IntegraGroup's Role: IntegraGroup was engaged to develop
a customized planning tool that would be driven by a comprehensive
set of assumptions about product pricing and cost, along with personal
staffing requirements, facility needs and operating costs. Starting
with a blank electronic spread sheet we develop four fully integrated
business models each representing one of the operating subsidiaries
plus a consolidation and a summary presentation schedules. Each
of these models presented a three year detailed plan including income
statements, balance sheets and cash flows. By integrating each of
these models into a consolidating and summary model the company's
management could know exactly when and to what level it would need
capital funding to support its start-up and growth plan. By modifying
a single product pricing schedule or staffing assumption management
had instant information as to the probable result of their decisions.
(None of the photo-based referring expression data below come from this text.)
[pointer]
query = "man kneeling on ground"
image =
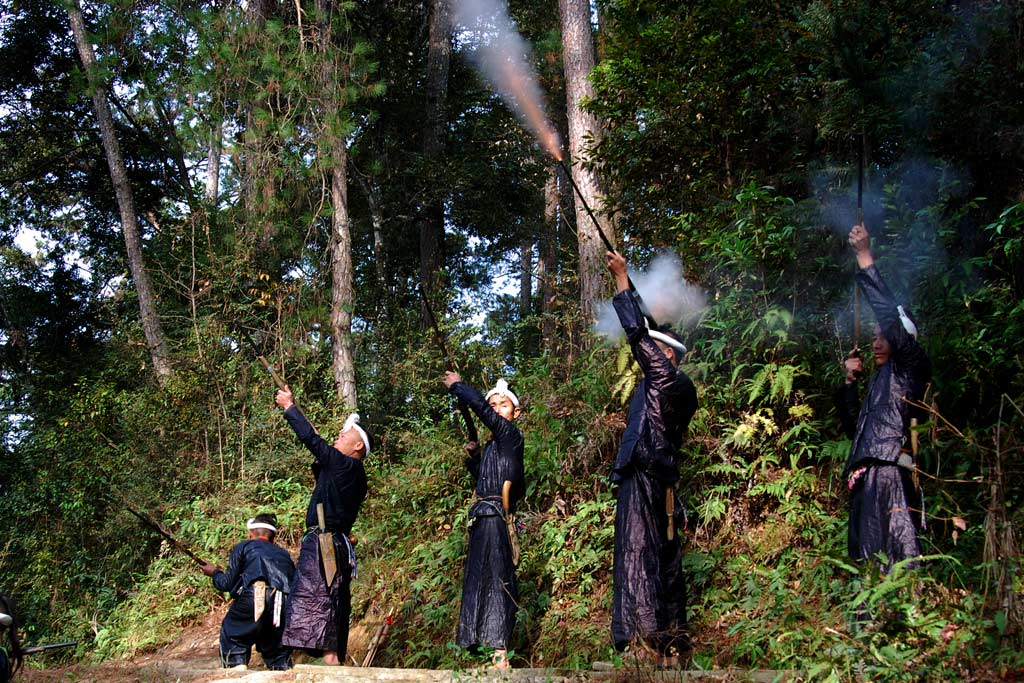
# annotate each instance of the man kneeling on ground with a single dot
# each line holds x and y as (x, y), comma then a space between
(258, 575)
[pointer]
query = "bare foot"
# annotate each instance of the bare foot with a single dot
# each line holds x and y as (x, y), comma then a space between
(500, 660)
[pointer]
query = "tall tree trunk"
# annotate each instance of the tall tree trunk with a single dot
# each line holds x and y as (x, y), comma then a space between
(213, 164)
(525, 278)
(431, 218)
(342, 291)
(578, 54)
(342, 288)
(261, 148)
(548, 263)
(126, 205)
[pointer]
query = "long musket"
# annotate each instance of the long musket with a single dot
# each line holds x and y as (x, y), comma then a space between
(156, 526)
(267, 366)
(450, 364)
(607, 244)
(51, 646)
(860, 221)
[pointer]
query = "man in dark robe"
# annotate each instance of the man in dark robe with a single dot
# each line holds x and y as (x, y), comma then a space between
(488, 588)
(11, 654)
(317, 612)
(259, 573)
(885, 504)
(649, 598)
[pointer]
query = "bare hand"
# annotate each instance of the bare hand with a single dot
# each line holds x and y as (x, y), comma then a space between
(853, 366)
(616, 266)
(284, 398)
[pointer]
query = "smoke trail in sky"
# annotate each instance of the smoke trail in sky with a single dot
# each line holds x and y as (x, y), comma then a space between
(502, 55)
(671, 299)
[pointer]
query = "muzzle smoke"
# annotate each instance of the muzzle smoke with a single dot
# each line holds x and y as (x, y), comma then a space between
(671, 299)
(500, 53)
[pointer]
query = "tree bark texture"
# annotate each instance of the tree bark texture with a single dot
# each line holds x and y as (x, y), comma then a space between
(126, 205)
(213, 165)
(548, 262)
(525, 278)
(342, 291)
(342, 287)
(431, 217)
(578, 54)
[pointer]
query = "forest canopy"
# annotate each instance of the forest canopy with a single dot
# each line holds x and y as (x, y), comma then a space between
(186, 185)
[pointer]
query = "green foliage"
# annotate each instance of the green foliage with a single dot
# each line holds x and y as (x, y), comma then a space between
(719, 120)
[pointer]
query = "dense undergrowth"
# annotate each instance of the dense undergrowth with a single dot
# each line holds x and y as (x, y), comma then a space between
(771, 587)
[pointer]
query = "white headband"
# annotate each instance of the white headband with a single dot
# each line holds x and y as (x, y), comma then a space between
(679, 346)
(252, 523)
(352, 422)
(908, 325)
(502, 389)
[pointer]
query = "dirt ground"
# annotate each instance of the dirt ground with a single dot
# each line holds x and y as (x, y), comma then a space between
(195, 656)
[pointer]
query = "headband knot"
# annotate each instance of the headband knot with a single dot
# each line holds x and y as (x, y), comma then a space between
(502, 389)
(679, 346)
(352, 422)
(252, 524)
(908, 325)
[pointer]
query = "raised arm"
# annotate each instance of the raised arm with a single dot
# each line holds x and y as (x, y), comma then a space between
(660, 374)
(496, 423)
(317, 445)
(883, 302)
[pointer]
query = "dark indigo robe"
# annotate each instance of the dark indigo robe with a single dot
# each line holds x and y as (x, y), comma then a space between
(649, 589)
(885, 506)
(317, 614)
(5, 666)
(488, 589)
(254, 560)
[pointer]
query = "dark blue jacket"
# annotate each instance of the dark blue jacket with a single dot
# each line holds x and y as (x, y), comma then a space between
(252, 560)
(662, 406)
(502, 457)
(883, 426)
(341, 481)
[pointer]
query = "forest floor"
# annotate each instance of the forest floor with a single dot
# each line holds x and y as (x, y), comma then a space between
(194, 657)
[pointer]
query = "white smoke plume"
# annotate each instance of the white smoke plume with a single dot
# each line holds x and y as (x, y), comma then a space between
(501, 54)
(670, 298)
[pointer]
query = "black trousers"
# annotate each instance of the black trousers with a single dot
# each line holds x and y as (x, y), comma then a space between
(317, 615)
(649, 590)
(239, 633)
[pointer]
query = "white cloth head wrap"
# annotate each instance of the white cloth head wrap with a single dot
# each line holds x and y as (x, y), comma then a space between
(502, 389)
(908, 325)
(679, 346)
(352, 422)
(252, 523)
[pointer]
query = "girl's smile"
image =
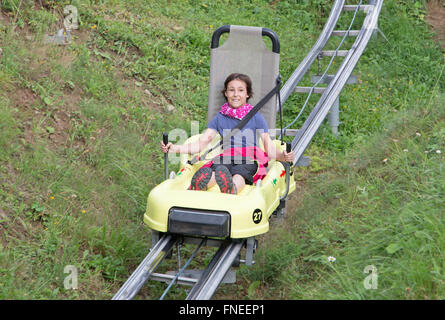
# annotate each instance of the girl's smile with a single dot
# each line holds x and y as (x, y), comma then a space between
(236, 93)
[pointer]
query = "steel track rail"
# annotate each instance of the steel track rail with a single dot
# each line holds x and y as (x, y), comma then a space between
(215, 271)
(304, 66)
(132, 286)
(318, 114)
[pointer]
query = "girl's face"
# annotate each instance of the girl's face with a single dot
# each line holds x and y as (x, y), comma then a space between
(236, 93)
Potential investors could themselves use this model to compute any
number of possible scenarios to test the viability of the forecast
and determine the high and low rise points of the business opportunities.
Since this was a public company, future stock price ranges could
be computed based on industry comps and current market assumptions.
Conclusion: Before the additional mergers, the company
s management finalized it's business combination and growth
strategy. Investors were prepared for three rounds of financing
starting with $3.5 million at the time for mergers with, an additional
requirement six months later and a final round six months from
then.
Funding commenced, the mergers closed and business began.